Глава 147

Chu Heng marqua une pause, repensant aux paroles de Meng Wan, visiblement hésitant. Puisque Hong Xiu était revenu l'interroger, il réfléchit un instant, puis répéta les paroles de Meng Wan mot pour mot. Finalement, il demanda : « Princesse, ce qu'elle a dit était faux, n'est-ce pas ? Vous pouvez être sûre que je suis bien Chu Heng, n'est-ce pas ? »

Hongxiu marqua une pause notable, puis hocha la tête précipitamment en le fixant droit dans les yeux et déclara fermement : « Bien sûr que tu es Chu Heng, et non Huangfu Mi comme elle l'a dit, je peux le confirmer ! »

Chu Heng hocha la tête sans rien ajouter et quitta le manoir avec Hongxiu.

Naturellement, il dut présenter ses excuses au roi de Shu occidental. Le mariage arrangé avait été ruiné par sa négligence. Heureusement, le roi de Shu occidental se montra très indulgent à son égard, et grâce à l'intervention de Hongxiu en sa faveur, il ne fut pas sévèrement réprimandé. On lui conseilla simplement de rentrer et de se reposer, et il fut congédié.

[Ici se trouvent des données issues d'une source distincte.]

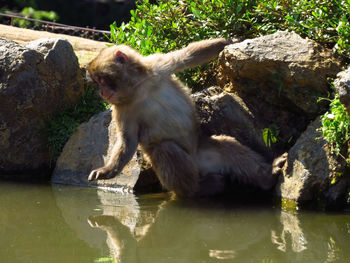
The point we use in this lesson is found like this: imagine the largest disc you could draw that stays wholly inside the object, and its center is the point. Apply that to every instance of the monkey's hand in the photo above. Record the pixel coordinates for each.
(105, 172)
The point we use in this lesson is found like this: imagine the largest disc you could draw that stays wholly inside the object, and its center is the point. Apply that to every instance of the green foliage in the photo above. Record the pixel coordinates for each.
(169, 25)
(62, 124)
(104, 260)
(335, 125)
(270, 134)
(30, 12)
(324, 21)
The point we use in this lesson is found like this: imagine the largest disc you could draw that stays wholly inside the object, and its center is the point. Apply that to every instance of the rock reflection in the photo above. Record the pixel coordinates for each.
(291, 228)
(157, 228)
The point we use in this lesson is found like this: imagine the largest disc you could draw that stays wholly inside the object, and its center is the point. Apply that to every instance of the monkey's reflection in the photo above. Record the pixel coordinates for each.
(163, 229)
(177, 230)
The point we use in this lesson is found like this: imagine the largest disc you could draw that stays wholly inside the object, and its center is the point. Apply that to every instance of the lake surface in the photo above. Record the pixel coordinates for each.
(44, 223)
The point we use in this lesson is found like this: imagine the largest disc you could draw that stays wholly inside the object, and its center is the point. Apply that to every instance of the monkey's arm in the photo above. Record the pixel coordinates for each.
(194, 54)
(122, 153)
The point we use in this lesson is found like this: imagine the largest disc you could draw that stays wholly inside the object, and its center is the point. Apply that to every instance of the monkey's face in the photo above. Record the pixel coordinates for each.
(116, 74)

Il ne restait plus que le roi de Shu occidental et sa fille dans la salle. Le roi de Shu occidental effaça son sourire et prit un air solennel. Il se tourna vers Hongxiu et dit : « Ma chère fille, que s'est-il passé pendant le cortège nuptial lorsqu'un cheval fou est soudainement apparu et a foncé droit sur Chu Heng ? »

« Hmm. » Hongxiu acquiesça. « Je ne l'ai pas vu de mes propres yeux, mais c'est ce que frère Heng a dit. Père, y a-t-il un problème ? »

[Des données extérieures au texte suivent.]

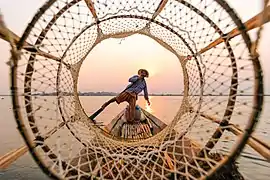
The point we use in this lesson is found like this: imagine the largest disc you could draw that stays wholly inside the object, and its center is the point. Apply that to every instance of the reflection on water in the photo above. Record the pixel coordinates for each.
(251, 165)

Le roi du Shu occidental caressa sa barbe : « J'avais un mauvais pressentiment, alors je me suis demandé si votre oncle ne jouait pas un mauvais tour. Ce jour-là, il est venu et a fait un scandale, déclarant qu'il ne me laisserait pas transmettre le trône à quelqu'un d'extérieur à la famille et qu'il était déterminé à s'en emparer. Alors j'ai pensé… »

«

C’est lui qui a essayé de faire du mal à frère Heng

?

» s’exclama Hongxiu, choquée, son visage se crispant instantanément. «

Comment a-t-il pu être aussi cruel

? Je vais le confronter immédiatement

!

»

«Attendez…» Le roi de Shu occidental l’interrompit net

: «

Sans aucune preuve, même si vous allez le voir pour essayer de le raisonner, il ne l’admettra pas.»

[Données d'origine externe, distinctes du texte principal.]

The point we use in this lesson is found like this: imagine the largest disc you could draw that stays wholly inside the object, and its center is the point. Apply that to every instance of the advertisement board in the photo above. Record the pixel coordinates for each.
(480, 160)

« Que pouvons-nous faire ? Le laisser faire n'importe quoi ? Il n'a pas blessé Heng-ge cette fois-ci parce que Meng Wan est sortie précipitamment, mais qu'en sera-t-il la prochaine fois ? Tôt ou tard, quelque chose arrivera ! »

Le roi du Shu occidental n'était pas différent, et c'est pourquoi il continuait de rechercher son fils. Si celui-ci était encore en vie et pouvait revenir hériter du trône, le roi de Ning n'aurait aucune raison de se plaindre !

À ce moment précis, un eunuque entra pour annoncer que le jeune maître Meng Junheng sollicitait une audience. Le roi du Shu occidental, surpris, leva les yeux vers la porte

!

Meng Junheng?

V90

Meng Junheng attendait dehors, et bientôt le roi de Shu occidental sortit. Il allait s'incliner lorsque le roi l'arrêta, lui signifiant qu'il n'était pas nécessaire d'être aussi poli. Les deux hommes s'assirent alors côte à côte.

« Pourquoi êtes-vous venu à cette heure-ci ? Avez-vous besoin de quelque chose de ma part ? » demanda le roi de Shu occidental après s'être installé.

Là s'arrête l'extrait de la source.